The other problem we envisage increasingly is the ‘super-rich tax rate’ being imposed on this group of people who will see a one-time income when they exercise their ESOP – even if they don’t exit their shares. Anecdotal sharing by senior executives holding ESOPs reveals that this has further hit their sentiment regarding accepting ESOPs as a form of compensation. The levy of a ‘super-rich tax rate’ at every instance of exercise or liquidation of ESOPs (which might very well be once a year) will actually disincentivize employees from participating in ESOP liquidity programs and realizing wealth creation for thetrica equitylves. 

These employees are also the most likely future entrepreneurs and angel investors and are the most valuable asset of the startup ecosystem. A simple look at the value creation from Flipkart employees or InMobi employees is sufficient proof as these employees have gone on to build several unicorns, serve millions of customers and have employed tens of thousands of India’s top talent.

The highest value creators and job creators are having to bear the highest taxes. Without an urgent change, talent will migrate to listed or global corporations whose public ESOPs are superior to private ESOPs. The domestic economy and local job creation are heavily dependent on startups thriving in India, and this is possible only when human capital is incentivized to create value at Indian startups vs global corporations.

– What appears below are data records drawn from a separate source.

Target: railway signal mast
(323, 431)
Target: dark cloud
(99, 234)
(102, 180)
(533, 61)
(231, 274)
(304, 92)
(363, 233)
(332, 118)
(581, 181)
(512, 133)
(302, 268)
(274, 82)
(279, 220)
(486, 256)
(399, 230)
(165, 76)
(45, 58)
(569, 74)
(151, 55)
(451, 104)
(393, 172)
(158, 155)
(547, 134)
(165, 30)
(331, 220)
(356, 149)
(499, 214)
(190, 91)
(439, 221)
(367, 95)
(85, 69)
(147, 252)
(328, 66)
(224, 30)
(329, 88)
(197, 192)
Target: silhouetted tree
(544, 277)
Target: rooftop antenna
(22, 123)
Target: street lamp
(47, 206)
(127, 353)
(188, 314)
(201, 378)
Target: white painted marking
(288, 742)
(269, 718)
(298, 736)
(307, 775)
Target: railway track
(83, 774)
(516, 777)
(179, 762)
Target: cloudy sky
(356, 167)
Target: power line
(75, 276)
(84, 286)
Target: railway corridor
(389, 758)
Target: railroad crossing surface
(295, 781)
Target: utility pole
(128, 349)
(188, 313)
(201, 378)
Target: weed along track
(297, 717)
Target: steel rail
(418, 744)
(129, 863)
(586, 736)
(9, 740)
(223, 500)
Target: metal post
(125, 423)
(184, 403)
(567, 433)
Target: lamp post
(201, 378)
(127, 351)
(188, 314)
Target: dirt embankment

Possible Solution From Budget 2020

  • Abolish the tax at exercise and only levy capital gains between the exercise price and sale price at the exit. This will result in employees exercising and becoming true owners of the companies they build. Employees must be seen as investors, who invest their time and energy to earn the right to buy shares at a preferred price
  • The tax authorities will also benefit from the capital gains from these employees, who are today not choosing to exercise their ESOPs and in many cases the options lapse. In contrast, when thousands of these employees migrate to work for a US-based corporation, the Indian government gets 0 revenue from the salaries and capital gains from these Indians. This is already worth billions of dollars today 
  • Levy of a lower tax rate of 10-15% on the sale of unlisted securities in line with listed securities, and bring parity in the period of holding to qualify for long terms tax rates
  • Removal of the “super-rich” surcharge of 25-37% on the sale of unlisted securities

Ultimately, when top talent is incentivized to work for Indian startups our country can really double down on the demographic dividend!